In memory of חיה בת שלמה Edythe Benjamin, beloved mother of Barbara Hanus.

Tu B'Shvat is a strange holiday in the Jewish calendar. Unlike other holidays that have a clear and timeless definition - Pesach is the holiday of freedom, Sukkot is the holiday of thanksgiving – Tu B'Shvat’s meaning changes based on the era in which it was celebrated. There are no clear laws or customs connected to the day and so it evolves according to the needs of the times.

We first hear of Tu B'Shvat in the Mishnah as a purely technical date: the new year for trees, necessary for the agricultural commandments of Shmittah and Orlah. The reason Tu B'Shvat is chosen is because it is the end of the winter and most of the rain has fallen for the season. The trees begin to flower and to bud, leading to the new fruit of the season.

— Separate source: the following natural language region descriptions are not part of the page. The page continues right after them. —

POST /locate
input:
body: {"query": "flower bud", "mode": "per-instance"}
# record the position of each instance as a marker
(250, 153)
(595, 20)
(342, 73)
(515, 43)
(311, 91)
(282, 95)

From this technical, clerical reason for marking the day, we jump to the time of the Geonim. There Tu B'Shvat takes on more of a spiritual aspect and becomes “judgment day for fruit,” almost a parallel to Rosh HaShanah for humans. A special Piyut was written to pray for a good growing season.

The focus shifts again in the sixteenth century, in the Kabbalistic world of Tsfat. Now fruit and trees are seen as a metaphor for humans in their relationship to God. The new institution of the Tu B'Shvat seder compares people to fruit and discusses how we can reach our full potential in spirituality. The natural world on earth reflects the heavens above and helps us understand how to best serve God.

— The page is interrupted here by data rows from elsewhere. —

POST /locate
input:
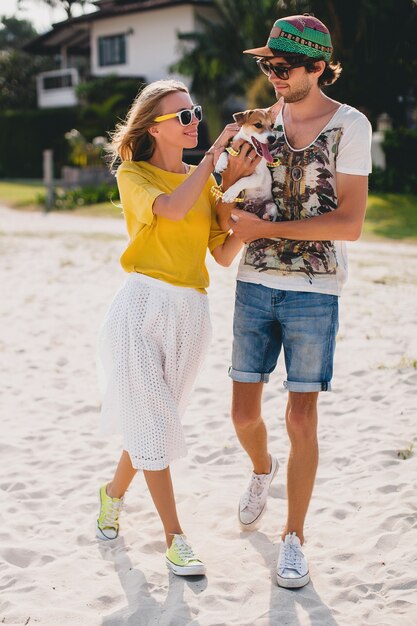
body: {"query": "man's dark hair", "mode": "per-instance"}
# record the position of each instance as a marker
(331, 72)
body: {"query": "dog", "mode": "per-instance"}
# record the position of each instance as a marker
(256, 127)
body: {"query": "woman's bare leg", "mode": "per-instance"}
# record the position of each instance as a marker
(160, 486)
(122, 478)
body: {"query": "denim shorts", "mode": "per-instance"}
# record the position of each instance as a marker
(304, 323)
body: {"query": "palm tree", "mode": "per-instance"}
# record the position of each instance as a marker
(372, 39)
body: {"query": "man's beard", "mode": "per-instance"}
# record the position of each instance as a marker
(299, 93)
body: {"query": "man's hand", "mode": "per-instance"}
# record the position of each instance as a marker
(247, 226)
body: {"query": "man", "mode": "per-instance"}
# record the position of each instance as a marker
(292, 269)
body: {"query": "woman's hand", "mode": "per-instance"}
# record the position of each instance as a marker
(222, 141)
(247, 226)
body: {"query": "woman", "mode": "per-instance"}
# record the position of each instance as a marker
(157, 329)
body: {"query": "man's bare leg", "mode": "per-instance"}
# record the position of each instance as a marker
(249, 425)
(301, 420)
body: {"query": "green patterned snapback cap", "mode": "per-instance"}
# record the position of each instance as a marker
(300, 34)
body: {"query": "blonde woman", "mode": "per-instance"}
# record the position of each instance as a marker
(156, 332)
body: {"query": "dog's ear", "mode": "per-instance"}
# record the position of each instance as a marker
(241, 117)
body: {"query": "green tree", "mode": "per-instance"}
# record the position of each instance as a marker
(67, 5)
(15, 33)
(214, 60)
(18, 70)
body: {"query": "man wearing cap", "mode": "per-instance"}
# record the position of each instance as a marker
(292, 269)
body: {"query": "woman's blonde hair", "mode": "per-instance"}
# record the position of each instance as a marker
(131, 141)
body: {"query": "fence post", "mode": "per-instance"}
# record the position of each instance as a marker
(48, 178)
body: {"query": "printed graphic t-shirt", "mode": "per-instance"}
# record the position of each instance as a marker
(304, 186)
(172, 251)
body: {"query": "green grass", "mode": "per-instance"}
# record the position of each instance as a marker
(22, 194)
(392, 216)
(389, 216)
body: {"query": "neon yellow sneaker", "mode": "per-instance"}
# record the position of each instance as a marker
(181, 559)
(108, 520)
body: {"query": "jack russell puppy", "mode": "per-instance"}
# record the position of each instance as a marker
(256, 127)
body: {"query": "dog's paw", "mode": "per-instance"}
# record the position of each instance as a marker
(229, 196)
(271, 212)
(221, 164)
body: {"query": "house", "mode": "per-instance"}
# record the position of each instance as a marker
(129, 38)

In the long years of exile after the bright light of Tsfat died out, Tu B'Shvat became the holiday where Jews connected to the Land of Israel. While Israel is at the heart of the Jewish yearly cycle, Tu B'Shvat was the one opportunity for people to actually enjoy the physical fruits of the land, if they could get them. The European writer, Mendele Mocher Seforim, describes how once on Tu B'Shvat the people in the Russian shtetl obtained a date from the Land of Israel. They lovingly passed it around, conjuring up images of Israel: here we are crossing the Jordan! Here is the Kotel!

When we were fortunate enough to return to our land, the holiday took on a new guise: the ultimate celebration of the land and Zionism. Planting trees and going out into nature became the way to commemorate the day and were seen as one of the highest goals of the Zionist enterprise. Rabbi Avraham Yitzchak HaCohen Kook wrote about planting a tree with his own hands: “planting a tree in the Land of Israel is a way to emulate the attributes of God, Who also was occupied with planting the land.“

Today Tu B'Shvat has become a holiday that puts the environment and nature at center stage. What its next evolution will be is hard to say, but each one of these transformations reflects the words of Warsaw ghetto victime, Rabbi Kalonymus Kalman Shapira, the Esh Kodesh, Hy"d: “When you look out at the world around you, you are looking at God and He is looking back at you.”